Se Alexandre de Moraes achava que os holofotes internacionais seriam apenas para seus discursos sobre “democracia e institucionalidade”, errou por muito. Agora, quem está discursando - e em tom grave - é o governo americano.
Darren Beattie, subsecretário de Diplomacia Pública do Departamento de Estado dos EUA, não poupou palavras: acusou o ministro do STF de liderar um “complexo de perseguição e censura” contra Jair Bolsonaro. E mais: afirmou que os EUA estão “tomando medidas”. Traduzindo do diplomata para o português claro: o cerco subiu de nível.
Embora Donald Trump mantenha um silêncio estratégico, seu entorno está em plena atividade. Beattie não fala à toa. Muito menos Marco Rubio, senador e agora chefe do Departamento de Estado sob Trump, que anunciou a revogação de vistos de Moraes, seus aliados e familiares.
A justificativa?

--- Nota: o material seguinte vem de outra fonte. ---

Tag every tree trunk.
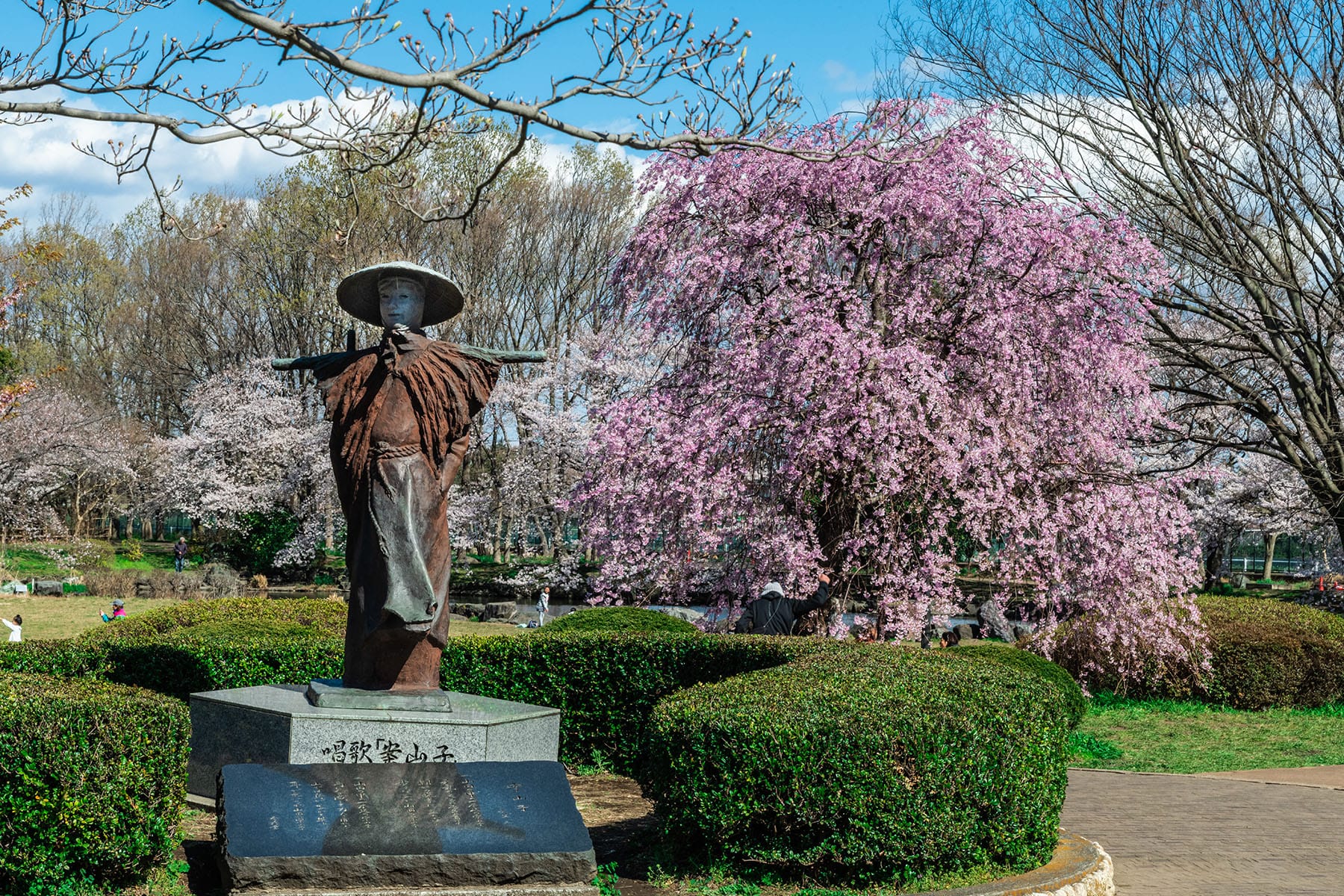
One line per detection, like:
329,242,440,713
1204,538,1227,591
491,503,504,563
1265,532,1278,582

Segundo Rubio, Moraes não apenas persegue Bolsonaro, mas estende sua influência autoritária para além das fronteiras brasileiras, afetando liberdades também em solo americano.
É, parece que o Brasil virou exportador de censura.
Beattie afirmou que “estamos atentos e tomando medidas”. Mas que medidas são essas? Militares? Improvável. Diplomáticas? Quase certo. Econômicas? Talvez.
Imagine sanções direcionadas, congelamento de bens, investigações financeiras de autoridades brasileiras em solo americano. Ou, no mínimo, isolamento diplomático gradual - o tipo de coisa que tira o sono de quem gosta de dar palestras em Harvard e passar férias em Miami.
E se for mais longe? Cortes de cooperação tecnológica, vetos em acordos bilaterais ou até bloqueio de movimentações internacionais de autoridades sob suspeita. Um filme que o Brasil já viu... só que em outros continentes.
Até agora, o governo brasileiro não moveu um músculo. Nenhuma nota oficial, nenhuma coletiva, nenhum gesto de distensão. Lula parece ignorar o incêndio, como quem acha que o calor está só na varanda. Mas se não agir rápido, pode ver as chamas atingirem a sala de visitas da diplomacia brasileira.
E o pior: em meio à crise, ainda corre o risco de virar cúmplice, aos olhos da comunidade internacional, de uma possível escalada autoritária protagonizada por um ministro de toga e ego inflado.
O Brasil já tinha virado meme com decisões de Moraes sobre bloqueios de redes sociais, prisões prévias sem processo e censura de postagens. Mas agora, deixou de ser piada interna. Virou caso de política internacional.
Se for mesmo verdade que o STF virou partido político, como dizem os críticos, então é justo dizer que os EUA acabaram de lançar a oposição internacional.
Preparem-se: essa novela ainda vai render capítulos tensos, talvez até com embargo.